ALA launches Policy Revolution! initiative for libraries
Three-year grant from the Bill & Melinda Gates Foundation will accelerate information policy initiatives
(Washington, D.C.) The American Library Association (ALA) Office for Information Technology Policy (OITP) will immediately begin work on a national public policy agenda and action plan for U.S. libraries with support from a new grant from the Bill & Melinda Gates Foundation. Nearly $1 million in funding over three years will enable the ALA to increase library visibility and build capacity for sustained action on the national level.
“In a time of dramatic technological advances and increasing competition for federal resources, the U.S. library community needs more aggressive policy engagement at the national level,” said ALA President Barbara Stripling. “This strategic funding support will enable the ALA Washington Office to expand engagement with key decision makers around a targeted set of policy priorities.”
The telecommunications, information technology, and content industry interest groups in Washington, D.C., are large and influential in federal policymaking. Advancing library and information policy objectives in this crowded and competitive field has been the founding purpose and driving force behind OITP. In recent years, ALA OITP has led library efforts to sustain and expand federal E-rate support for libraries, coordinated successful engagement with publishing stakeholders to expand library e-book lending, advocated for fair use, coordinated national digital literacy efforts with federal agencies, and worked to maximize library participation in the Broadband Technology Opportunities Program.
The three-year initiative includes three major components: establishing policy priorities, engaging decision makers and influencers to advance policy goals, and upgrading ALA policy advocacy practice and capabilities for long-term sustainability. An important activity under this capacity-building umbrella is training a cadre of library policy advocates to supplement ALA staff capacity.
“Library roles and demands are evolving, so our national policy needs also require critical review and realignment so that libraries may continue to provide effective public access to information for all,” said OITP Director Alan S. Inouye.
A public policy advisory council will provide advice and reach into the diverse communities of interest inside the Washington Beltway. “Developing our collaborations with other policy players is critical for increasing our ability to advance library interests.

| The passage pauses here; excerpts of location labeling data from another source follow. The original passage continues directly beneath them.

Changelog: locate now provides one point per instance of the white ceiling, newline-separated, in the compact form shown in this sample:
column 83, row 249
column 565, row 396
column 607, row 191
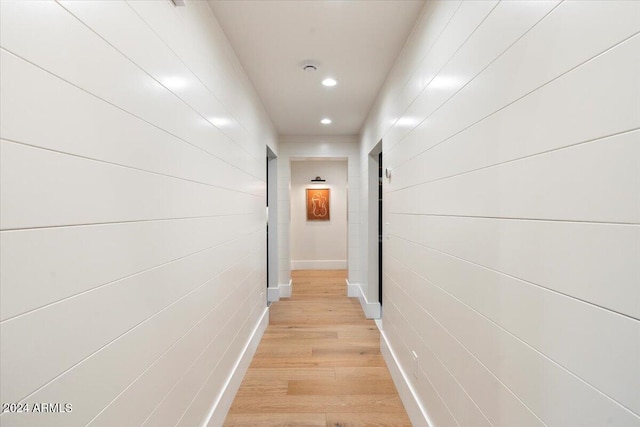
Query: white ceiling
column 356, row 42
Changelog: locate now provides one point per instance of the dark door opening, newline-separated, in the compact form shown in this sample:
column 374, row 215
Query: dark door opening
column 267, row 240
column 380, row 228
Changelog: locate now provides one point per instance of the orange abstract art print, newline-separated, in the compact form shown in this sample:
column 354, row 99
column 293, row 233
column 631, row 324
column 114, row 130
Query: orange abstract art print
column 318, row 204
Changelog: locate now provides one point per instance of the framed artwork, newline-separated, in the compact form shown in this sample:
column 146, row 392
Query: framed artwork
column 317, row 204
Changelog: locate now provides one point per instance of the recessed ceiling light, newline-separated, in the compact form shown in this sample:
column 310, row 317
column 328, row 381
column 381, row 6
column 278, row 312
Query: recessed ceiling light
column 329, row 82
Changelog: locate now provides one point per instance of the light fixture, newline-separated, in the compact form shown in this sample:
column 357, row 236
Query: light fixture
column 310, row 65
column 220, row 121
column 329, row 82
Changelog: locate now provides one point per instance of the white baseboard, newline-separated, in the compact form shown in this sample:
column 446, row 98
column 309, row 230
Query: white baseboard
column 371, row 309
column 282, row 291
column 285, row 290
column 220, row 408
column 353, row 290
column 327, row 264
column 415, row 410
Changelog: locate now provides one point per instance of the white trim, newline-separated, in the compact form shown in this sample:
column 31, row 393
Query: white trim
column 417, row 413
column 371, row 309
column 353, row 290
column 326, row 264
column 298, row 139
column 285, row 290
column 282, row 291
column 220, row 407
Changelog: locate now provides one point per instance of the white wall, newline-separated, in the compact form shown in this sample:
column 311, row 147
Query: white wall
column 132, row 212
column 319, row 245
column 513, row 209
column 301, row 148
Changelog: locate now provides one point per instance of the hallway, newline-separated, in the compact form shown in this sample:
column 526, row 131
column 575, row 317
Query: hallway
column 318, row 363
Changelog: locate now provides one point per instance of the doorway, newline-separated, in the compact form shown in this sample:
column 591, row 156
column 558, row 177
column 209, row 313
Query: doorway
column 272, row 221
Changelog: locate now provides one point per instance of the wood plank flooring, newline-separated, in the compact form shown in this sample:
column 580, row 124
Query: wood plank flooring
column 318, row 364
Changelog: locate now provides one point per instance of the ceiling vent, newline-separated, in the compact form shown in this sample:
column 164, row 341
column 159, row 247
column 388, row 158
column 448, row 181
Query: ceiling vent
column 309, row 66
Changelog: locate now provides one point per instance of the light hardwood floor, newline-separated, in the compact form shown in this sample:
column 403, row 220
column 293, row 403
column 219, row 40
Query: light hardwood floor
column 318, row 364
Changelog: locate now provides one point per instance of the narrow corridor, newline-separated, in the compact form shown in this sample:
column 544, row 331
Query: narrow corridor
column 319, row 363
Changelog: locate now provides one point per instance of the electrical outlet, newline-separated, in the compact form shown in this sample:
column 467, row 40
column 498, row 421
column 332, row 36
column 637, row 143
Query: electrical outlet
column 414, row 369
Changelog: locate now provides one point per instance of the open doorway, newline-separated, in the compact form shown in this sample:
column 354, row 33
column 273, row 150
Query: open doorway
column 319, row 242
column 374, row 290
column 272, row 221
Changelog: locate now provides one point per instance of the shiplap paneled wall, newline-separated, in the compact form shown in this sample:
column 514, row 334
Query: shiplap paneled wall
column 133, row 211
column 512, row 250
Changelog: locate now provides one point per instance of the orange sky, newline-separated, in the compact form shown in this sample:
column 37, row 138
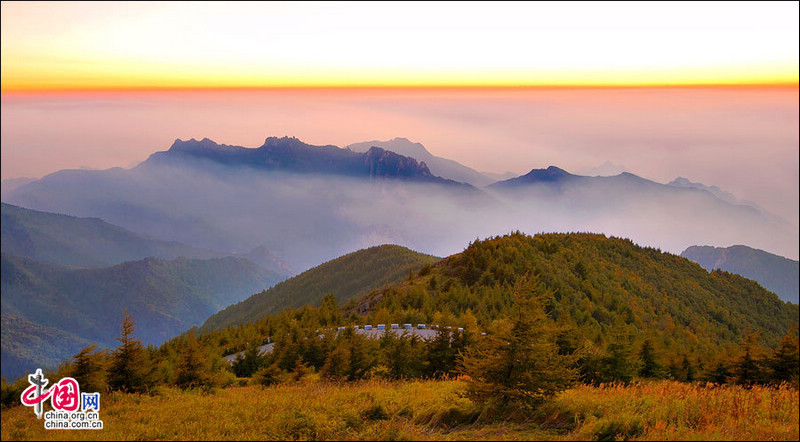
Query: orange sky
column 80, row 46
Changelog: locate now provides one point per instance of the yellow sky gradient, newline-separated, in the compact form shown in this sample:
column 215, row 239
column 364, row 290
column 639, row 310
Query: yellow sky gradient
column 81, row 46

The library world is changing, and library interests are everywhere—more than ever!” Inouye added.
Alan Fishel, a partner at the D.C.-based law firm Arent Fox, and others at the firm will provide strategic advice and capacity, along with other policy and communications consultants.
ALA will coordinate closely on all of the major activities with the Chief Officers of State Library Agencies (COSLA), which includes seeking federal-state policy linkages. An advisory committee will provide advice from the library community broadly. Close communication and collaboration will be a priority to ensure that the U.S. library community speaks with a unified voice as much as possible.
“The speed of change related to technology and related policy dimensions is breathtaking,” said COSLA President Ann Joslin. “Libraries—and the communities that depend on us—need to be proactive and strategic in advocating for equitable access to electronic resources. I thank the Gates Foundation for supporting libraries in moving swiftly and boldly to meet this challenge.”